Now a Smithsonia­n Channel documentar­y is examining the life of Malcolm X through rare footage from his speeches and media interviews to let the slain leader speak to a new generation using his own words.

“The Lost Tapes: Malcolm X,” scheduled to premiere Monday, follows the activist’s changing philosophy from a Nation of Islam black separatist to a figure seeking to build multiethni­c coalitions during the tumultuous 1960s. It also contains never-before-seen footage of the outspoken activist at rallies with Nation of Islam leader Elijah Muhammad, an eventual foe.

Like other pieces in “The Lost Tapes” series, which is in its second season, the documentar­y uses only images and video clips from the time period and doesn’t insert contempora­ry voices or scholars to interpret what the audience sees. Only sentences are added to images to give background informatio­n.

Malcolm X, who later changed his name to ElHajj Malik El-Shabazz, came to national prominence in the late 1950s as leader of the Nation of Islam’s Temple No. 7 in New York’s Harlem neighborho­od.

He often was critical of civil rights leaders, like the Rev. Martin Luther King Jr., for practicing nonviolent resistance to segregatio­n and called them “traitors” and “chumps.” But he later broke with Elijah Muhammad over disagreeme­nts about speaking out on police violence, President John F. Kennedy’s assassinat­ion and news that Muhammad had fathered children with teen followers.

Producer Tom Jennings put together the project with the idea of making viewers feel they had been transporte­d through a time machine to see events unfold as they happened.

“The audience is waiting for the narrator to show up and save them,” Jennings said. “But the footage tells the story alone.

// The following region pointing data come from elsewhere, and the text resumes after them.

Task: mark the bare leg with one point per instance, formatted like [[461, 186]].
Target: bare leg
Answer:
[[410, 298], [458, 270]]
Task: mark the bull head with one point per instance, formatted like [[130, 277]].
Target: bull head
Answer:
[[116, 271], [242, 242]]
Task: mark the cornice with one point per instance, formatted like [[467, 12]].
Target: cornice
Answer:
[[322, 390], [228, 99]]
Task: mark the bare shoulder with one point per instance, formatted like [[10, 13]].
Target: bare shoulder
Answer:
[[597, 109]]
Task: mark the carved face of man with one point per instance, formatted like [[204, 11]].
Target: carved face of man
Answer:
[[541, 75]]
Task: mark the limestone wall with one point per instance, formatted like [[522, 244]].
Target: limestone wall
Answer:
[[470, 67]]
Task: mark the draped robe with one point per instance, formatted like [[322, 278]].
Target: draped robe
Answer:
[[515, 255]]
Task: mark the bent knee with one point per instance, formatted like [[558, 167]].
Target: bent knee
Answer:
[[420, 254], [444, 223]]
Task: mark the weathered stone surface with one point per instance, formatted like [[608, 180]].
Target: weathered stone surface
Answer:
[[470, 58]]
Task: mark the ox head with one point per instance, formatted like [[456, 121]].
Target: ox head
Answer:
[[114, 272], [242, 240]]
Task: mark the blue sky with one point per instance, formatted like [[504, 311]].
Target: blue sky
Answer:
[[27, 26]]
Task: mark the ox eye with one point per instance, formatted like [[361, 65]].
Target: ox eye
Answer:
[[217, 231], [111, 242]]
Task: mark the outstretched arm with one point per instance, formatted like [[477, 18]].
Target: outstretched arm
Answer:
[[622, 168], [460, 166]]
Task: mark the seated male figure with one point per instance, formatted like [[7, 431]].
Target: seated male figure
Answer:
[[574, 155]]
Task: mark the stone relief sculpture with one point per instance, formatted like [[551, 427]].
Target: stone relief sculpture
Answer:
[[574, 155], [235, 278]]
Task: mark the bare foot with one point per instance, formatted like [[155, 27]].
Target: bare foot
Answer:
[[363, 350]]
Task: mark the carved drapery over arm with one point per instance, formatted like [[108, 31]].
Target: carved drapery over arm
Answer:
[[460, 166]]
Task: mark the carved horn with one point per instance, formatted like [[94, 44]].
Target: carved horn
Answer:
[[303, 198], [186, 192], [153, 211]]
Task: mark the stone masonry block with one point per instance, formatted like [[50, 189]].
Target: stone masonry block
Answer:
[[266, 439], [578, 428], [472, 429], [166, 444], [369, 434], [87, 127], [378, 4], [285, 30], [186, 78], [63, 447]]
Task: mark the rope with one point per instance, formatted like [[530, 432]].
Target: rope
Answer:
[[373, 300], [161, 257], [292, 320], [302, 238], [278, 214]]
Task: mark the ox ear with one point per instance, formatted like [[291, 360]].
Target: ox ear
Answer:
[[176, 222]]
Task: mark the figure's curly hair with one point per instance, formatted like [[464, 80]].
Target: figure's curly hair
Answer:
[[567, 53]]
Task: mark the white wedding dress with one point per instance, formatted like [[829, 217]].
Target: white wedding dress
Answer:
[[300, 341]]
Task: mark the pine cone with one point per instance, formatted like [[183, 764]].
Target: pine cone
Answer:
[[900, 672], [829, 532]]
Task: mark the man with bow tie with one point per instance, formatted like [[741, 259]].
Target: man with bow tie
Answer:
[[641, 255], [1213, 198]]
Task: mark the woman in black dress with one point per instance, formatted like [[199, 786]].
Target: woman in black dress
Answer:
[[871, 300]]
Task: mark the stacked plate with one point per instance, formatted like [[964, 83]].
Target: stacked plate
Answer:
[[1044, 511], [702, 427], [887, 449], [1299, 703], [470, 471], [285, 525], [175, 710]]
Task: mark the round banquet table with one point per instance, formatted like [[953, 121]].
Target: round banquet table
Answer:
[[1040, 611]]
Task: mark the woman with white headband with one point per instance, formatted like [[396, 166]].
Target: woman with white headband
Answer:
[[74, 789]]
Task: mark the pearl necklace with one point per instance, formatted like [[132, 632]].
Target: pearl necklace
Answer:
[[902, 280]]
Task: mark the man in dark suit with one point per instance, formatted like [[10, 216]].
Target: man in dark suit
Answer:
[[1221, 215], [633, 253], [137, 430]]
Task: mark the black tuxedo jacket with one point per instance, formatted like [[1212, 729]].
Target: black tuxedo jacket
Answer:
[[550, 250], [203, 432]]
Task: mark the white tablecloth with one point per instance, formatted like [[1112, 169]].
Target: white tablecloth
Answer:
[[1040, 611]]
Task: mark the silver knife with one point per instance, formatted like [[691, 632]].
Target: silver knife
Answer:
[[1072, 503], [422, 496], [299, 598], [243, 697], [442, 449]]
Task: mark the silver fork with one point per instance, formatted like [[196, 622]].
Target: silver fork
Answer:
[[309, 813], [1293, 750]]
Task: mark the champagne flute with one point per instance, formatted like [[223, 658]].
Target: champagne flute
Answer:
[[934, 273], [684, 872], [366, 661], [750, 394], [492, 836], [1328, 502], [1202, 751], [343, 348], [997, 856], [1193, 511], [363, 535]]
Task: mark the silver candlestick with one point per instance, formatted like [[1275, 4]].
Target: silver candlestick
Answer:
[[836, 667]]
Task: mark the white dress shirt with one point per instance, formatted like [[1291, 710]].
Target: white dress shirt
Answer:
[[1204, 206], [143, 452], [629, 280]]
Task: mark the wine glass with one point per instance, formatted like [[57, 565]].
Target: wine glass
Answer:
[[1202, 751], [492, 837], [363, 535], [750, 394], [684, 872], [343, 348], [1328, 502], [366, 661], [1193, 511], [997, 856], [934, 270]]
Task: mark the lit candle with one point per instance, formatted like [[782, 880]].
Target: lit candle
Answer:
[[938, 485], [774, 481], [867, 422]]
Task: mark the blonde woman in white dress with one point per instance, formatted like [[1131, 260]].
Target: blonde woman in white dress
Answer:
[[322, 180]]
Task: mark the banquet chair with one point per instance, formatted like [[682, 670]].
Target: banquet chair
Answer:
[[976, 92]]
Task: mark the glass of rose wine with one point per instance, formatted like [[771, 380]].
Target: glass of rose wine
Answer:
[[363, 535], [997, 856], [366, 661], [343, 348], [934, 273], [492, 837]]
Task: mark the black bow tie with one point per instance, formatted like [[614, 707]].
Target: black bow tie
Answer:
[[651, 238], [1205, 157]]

This forum is very rewarding.”

“The Lost Tapes” shows footage from a July 1959 television documentar­y called “The Hate That Hate Produced” which introduced Malcolm X and the Chicago-based Nation of Islam to a wider audience. “They have their own parochial schools,” journalist Mike Wallace reports at the time on a documentar­y that aired on New York’s WNTA-TV, “where Muslim children are told to hate the white man.”

A young Wallace then shows images of Malcolm X and speaks about his conversion to Islam after spending time in prison.

Later the documentar­y reveals that boxing champ Muhammad Ali ended his friendship with Malcolm X in exchange for his name change granted by Elijah Muhammad — a reward coveted by Nation of Islam followers.

Ilyasah Shabazz, the civil rights leader’s third daughter, said the documentar­y puts her father in the context of his time and shows him reacting to the injustices he saw.

Then the film came to the assassinat­ion, where radio reporters and images of the event re-create the chaos and sadness.

“The ending of the documentar­y, I was reduced to smithereen­s,” Shabazz said. “To see my father, a young man for me, it was very dynamic.”